Resulta dura, enormemente dura, la experiencia de encontrarse en un barrio popular de Cartagena –aunque bien pudo haber sido en los suburbios se cualquier ciudad nuestra– con la mirada dolorida de una madre de cuatro hijos, que se mueren de hambre porque su esposo los abandonó y ella, enferma, no encuentra trabajo. En este caso concreto, el problema se pudo resolver. Pero no dejo de pensar en tantas otras familias, en tantos lugares del mundo, cuyos niños no encuentran solución a su abandono, ante la mirada indiferente de los privilegiados de la sociedad. Una persona que muere en la calle en una noche de invierno, hoy en día, no es noticia.
Que en muchas partes del mundo haya niños que no tienen nada para comer no es noticia. Personas descartadas, como si fueran desperdicios. Produce indignación, duele en el alma ver que la vida humana, la persona, no se ve como un valor primario que respetar y cuidar. Nos hemos vuelto insensibles ante el despilfarro de los alimentos. Nos malacostumbramos a lo superficial, al derroche cotidiano de la comida en tantos hogares pudientes.

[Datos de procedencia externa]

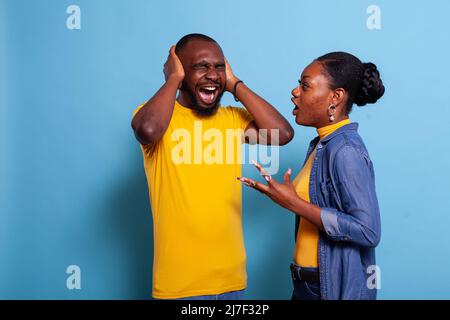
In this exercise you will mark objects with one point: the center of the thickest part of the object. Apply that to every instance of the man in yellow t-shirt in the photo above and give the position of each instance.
(191, 149)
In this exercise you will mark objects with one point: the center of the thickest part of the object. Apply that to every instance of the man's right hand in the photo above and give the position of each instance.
(173, 69)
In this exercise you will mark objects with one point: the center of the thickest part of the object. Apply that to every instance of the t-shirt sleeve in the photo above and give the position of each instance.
(243, 117)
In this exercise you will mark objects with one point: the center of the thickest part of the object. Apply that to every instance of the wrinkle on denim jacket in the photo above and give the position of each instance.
(342, 184)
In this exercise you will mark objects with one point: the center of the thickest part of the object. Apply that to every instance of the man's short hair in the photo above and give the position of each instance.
(189, 37)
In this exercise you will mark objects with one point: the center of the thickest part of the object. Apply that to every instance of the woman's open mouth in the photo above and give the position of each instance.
(208, 94)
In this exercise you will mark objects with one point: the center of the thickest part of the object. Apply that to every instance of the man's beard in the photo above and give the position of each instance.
(200, 111)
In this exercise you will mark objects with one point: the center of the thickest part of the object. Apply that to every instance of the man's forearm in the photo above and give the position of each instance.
(265, 115)
(152, 120)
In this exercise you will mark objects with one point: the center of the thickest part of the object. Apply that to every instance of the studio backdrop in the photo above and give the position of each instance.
(73, 194)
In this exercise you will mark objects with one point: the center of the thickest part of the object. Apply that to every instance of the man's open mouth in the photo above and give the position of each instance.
(208, 94)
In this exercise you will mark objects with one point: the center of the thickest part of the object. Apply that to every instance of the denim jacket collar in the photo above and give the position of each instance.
(348, 127)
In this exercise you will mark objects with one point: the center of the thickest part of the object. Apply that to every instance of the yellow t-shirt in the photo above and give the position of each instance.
(307, 243)
(196, 204)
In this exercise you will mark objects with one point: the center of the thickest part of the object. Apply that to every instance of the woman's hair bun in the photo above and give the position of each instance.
(372, 87)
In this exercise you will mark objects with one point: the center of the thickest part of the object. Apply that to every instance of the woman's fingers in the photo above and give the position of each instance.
(254, 184)
(263, 172)
(287, 177)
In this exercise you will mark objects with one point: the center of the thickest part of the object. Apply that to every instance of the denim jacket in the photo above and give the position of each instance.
(342, 184)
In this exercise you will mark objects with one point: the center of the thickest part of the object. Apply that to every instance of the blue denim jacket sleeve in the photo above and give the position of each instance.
(355, 183)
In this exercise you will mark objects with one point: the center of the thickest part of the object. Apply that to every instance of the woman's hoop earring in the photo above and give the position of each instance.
(331, 111)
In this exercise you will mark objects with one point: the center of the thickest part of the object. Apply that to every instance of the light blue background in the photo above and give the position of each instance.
(72, 184)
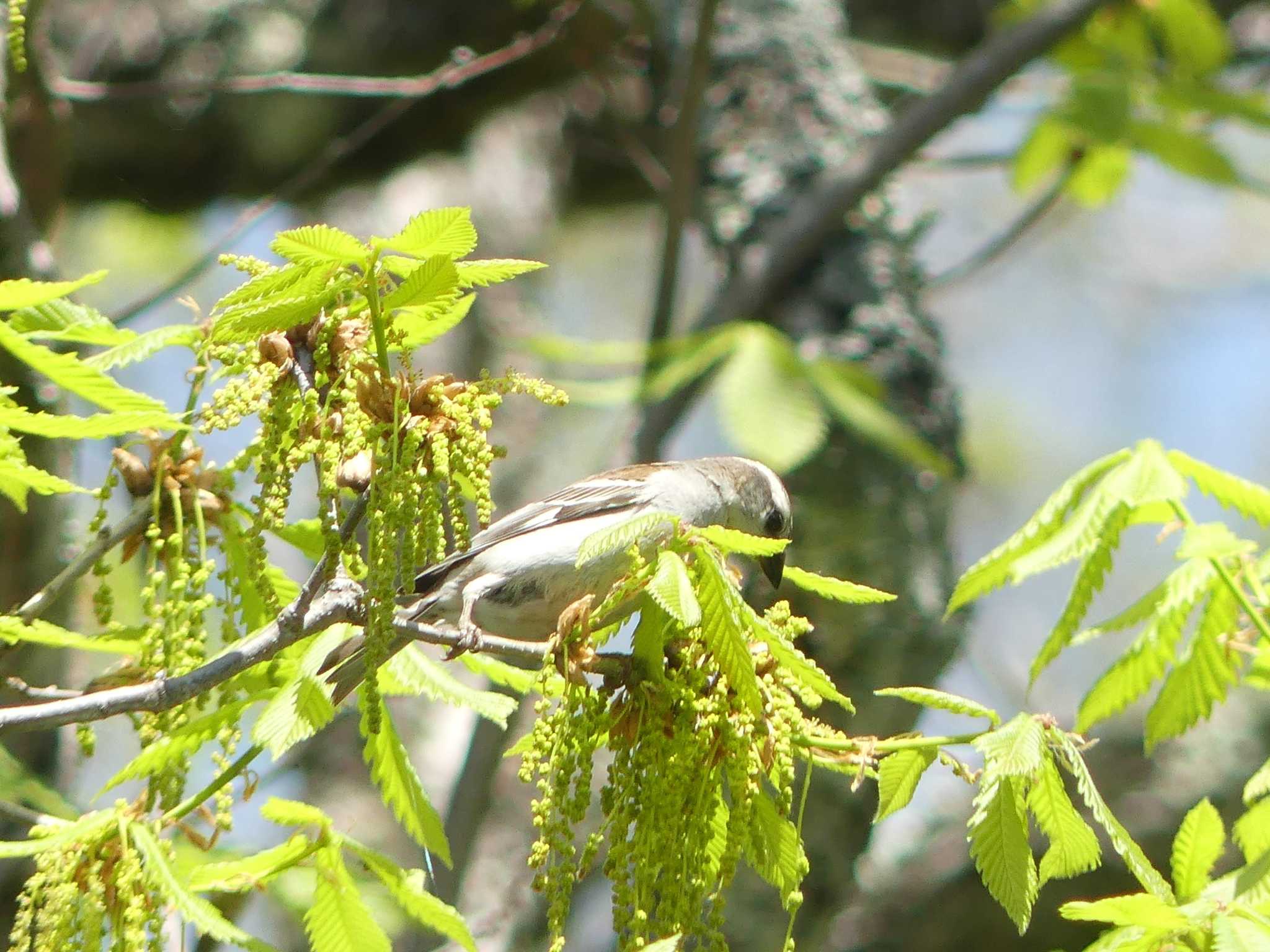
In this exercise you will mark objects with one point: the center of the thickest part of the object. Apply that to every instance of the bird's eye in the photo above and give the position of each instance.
(775, 522)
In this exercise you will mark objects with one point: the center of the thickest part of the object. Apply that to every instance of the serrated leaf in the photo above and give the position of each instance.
(1139, 909)
(993, 570)
(1197, 847)
(408, 888)
(734, 541)
(14, 630)
(1073, 847)
(865, 414)
(837, 589)
(319, 244)
(145, 346)
(338, 919)
(897, 778)
(1000, 850)
(440, 231)
(616, 539)
(1250, 499)
(943, 701)
(73, 375)
(493, 271)
(1202, 677)
(24, 293)
(724, 632)
(253, 871)
(411, 672)
(1122, 842)
(401, 786)
(766, 405)
(1089, 582)
(198, 912)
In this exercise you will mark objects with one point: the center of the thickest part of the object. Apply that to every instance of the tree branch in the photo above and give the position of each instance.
(794, 242)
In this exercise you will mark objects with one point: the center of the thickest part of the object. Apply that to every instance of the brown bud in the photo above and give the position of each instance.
(356, 472)
(136, 475)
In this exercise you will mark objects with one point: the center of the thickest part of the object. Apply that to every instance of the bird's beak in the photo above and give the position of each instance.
(774, 568)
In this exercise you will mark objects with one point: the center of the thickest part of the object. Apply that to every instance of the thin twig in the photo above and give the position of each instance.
(794, 242)
(107, 539)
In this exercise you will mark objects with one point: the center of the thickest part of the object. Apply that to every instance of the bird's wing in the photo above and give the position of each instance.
(605, 493)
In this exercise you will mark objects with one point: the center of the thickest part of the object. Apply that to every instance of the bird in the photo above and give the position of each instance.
(521, 573)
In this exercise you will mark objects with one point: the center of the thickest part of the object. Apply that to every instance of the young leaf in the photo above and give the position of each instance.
(407, 886)
(941, 700)
(733, 541)
(1248, 498)
(998, 845)
(1202, 677)
(993, 570)
(411, 672)
(897, 778)
(621, 536)
(23, 293)
(319, 244)
(198, 912)
(493, 271)
(338, 919)
(1197, 847)
(1122, 842)
(399, 783)
(440, 231)
(837, 589)
(1073, 847)
(766, 405)
(672, 589)
(71, 374)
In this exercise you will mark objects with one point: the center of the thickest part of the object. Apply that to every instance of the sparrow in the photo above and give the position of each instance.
(521, 573)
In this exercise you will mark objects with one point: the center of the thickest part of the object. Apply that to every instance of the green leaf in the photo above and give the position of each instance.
(65, 426)
(338, 919)
(1122, 842)
(14, 630)
(298, 711)
(493, 271)
(23, 293)
(397, 780)
(253, 871)
(998, 845)
(837, 589)
(865, 414)
(441, 231)
(995, 569)
(198, 912)
(1248, 498)
(319, 244)
(1089, 582)
(145, 346)
(1139, 909)
(407, 886)
(723, 631)
(1202, 677)
(1073, 847)
(75, 376)
(672, 589)
(1197, 847)
(766, 404)
(734, 541)
(897, 778)
(411, 672)
(620, 537)
(1099, 174)
(941, 700)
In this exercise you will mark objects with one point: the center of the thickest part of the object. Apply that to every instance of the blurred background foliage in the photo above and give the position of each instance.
(1077, 263)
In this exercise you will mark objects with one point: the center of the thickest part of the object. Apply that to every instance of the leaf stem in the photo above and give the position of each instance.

¡Recordemos bien que los alimentos que tiramos a la basura son como si se los robáramos al pobre de la mesa, al que pasa hambre!, repite el papa Francisco. Lamentablemente son muchos los padres de familia que no comprenden la dimensión de esta tragedia y consienten que sus hijos desprecien la comida que se les da, sin enseñarles de manera directa, con una visita programada, los niños famélicos de ciertos barrios populares que intentan alimentarse con desechos. Acojamos la invitación del Santo Padre para reflexionar sobre el problema del derroche de los alimentos, a comprometernos todos seriamente a contrarrestar la cultura del desperdicio y del descarte, para promover una cultura de solidaridad y de inclusión.